Support loading a model in a non-init-weights context #1105

bryant1410 · 2025-08-06T18:36:13Z

I guess this is a borderline bug fix/feature addition. There's the common use of using context manager that sets the model in the meta device by default when transitively loading a model (such as accelerator.init_empty_weights or what's used in transformers by default for from_pretrained since a couple of months ago. The problem is that open_clip.factory.create_model moves the model to a device, and thus it's incompatible for this. I added a check for this case and a log message for it.

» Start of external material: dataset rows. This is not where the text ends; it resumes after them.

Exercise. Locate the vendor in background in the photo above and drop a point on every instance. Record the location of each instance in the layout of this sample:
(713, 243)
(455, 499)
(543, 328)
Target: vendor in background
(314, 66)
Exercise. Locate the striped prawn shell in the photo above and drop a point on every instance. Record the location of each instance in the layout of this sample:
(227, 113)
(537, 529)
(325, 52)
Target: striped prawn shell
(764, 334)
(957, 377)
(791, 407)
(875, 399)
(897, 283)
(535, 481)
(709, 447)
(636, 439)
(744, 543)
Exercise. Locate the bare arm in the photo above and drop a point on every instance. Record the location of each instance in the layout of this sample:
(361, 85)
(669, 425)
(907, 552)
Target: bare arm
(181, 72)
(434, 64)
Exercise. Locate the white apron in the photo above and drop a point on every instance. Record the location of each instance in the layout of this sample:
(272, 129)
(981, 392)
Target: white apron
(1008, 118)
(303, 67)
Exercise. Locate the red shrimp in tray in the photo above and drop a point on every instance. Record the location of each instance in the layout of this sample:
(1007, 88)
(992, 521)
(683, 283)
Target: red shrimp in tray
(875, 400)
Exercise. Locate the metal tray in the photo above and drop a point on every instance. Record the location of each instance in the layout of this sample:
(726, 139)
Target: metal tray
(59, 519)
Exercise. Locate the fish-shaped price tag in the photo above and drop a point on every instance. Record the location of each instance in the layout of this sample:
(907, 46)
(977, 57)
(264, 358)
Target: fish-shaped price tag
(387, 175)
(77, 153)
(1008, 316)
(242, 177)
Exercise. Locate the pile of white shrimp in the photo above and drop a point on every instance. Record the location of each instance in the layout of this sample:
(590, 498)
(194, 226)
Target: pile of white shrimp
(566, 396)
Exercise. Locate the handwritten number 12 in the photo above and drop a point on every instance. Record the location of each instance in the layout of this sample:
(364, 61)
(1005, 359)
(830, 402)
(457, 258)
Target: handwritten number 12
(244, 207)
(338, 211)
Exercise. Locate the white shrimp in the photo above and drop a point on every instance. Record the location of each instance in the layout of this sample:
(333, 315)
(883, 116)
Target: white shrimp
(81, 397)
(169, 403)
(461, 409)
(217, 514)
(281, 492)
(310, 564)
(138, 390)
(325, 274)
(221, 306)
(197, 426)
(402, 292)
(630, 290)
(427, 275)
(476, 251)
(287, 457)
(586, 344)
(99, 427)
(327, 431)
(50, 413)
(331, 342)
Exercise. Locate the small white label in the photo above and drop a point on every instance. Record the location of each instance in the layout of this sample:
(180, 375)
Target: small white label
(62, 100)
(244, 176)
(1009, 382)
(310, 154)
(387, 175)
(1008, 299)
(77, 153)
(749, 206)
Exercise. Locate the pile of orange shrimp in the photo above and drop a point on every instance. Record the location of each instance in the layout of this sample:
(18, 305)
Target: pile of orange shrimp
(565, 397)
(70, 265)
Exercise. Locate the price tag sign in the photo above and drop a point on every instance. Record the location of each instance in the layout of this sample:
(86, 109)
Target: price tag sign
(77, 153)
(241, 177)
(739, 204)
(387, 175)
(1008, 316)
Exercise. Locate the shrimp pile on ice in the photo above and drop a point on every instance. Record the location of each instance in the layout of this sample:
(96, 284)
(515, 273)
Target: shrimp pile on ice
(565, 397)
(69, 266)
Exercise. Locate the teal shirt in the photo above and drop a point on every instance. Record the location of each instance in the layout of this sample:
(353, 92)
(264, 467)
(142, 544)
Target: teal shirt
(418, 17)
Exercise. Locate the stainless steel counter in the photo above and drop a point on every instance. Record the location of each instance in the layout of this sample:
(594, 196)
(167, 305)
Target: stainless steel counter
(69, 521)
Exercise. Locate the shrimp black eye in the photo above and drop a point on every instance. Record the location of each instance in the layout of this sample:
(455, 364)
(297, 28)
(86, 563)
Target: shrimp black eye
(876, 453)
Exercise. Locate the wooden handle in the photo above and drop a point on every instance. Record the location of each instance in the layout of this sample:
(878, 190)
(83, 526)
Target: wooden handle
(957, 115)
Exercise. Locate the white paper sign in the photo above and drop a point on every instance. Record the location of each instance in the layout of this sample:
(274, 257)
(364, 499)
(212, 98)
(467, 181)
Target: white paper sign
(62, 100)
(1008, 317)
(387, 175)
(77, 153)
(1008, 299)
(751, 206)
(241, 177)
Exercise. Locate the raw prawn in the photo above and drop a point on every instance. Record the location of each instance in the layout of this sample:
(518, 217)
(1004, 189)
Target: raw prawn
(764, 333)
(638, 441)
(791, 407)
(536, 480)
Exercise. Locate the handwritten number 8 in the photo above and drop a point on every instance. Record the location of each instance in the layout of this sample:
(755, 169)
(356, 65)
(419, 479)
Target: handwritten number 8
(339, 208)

This is a code block to reproduce this error (it works fine after the fix):

import open_clip
import transformers

class Config(transformers.PretrainedConfig):
    pass

class Model(transformers.PreTrainedModel):
    config_class = Config

    def __init__(self, config):
        super().__init__(config)
        self.another_model = open_clip.create_model_and_transforms("ViT-B-32-quickgelu", pretrained="openai")[0]


a = Model(Config())
a.save_pretrained("/tmp/abc")

b = Model.from_pretrained("/tmp/abc")

rwightman · 2025-08-06T19:39:24Z

So, understand your aim here, but wouldn't that conflict with someone wanting to init on the meta device AND load OpenCLIP pretrained weights?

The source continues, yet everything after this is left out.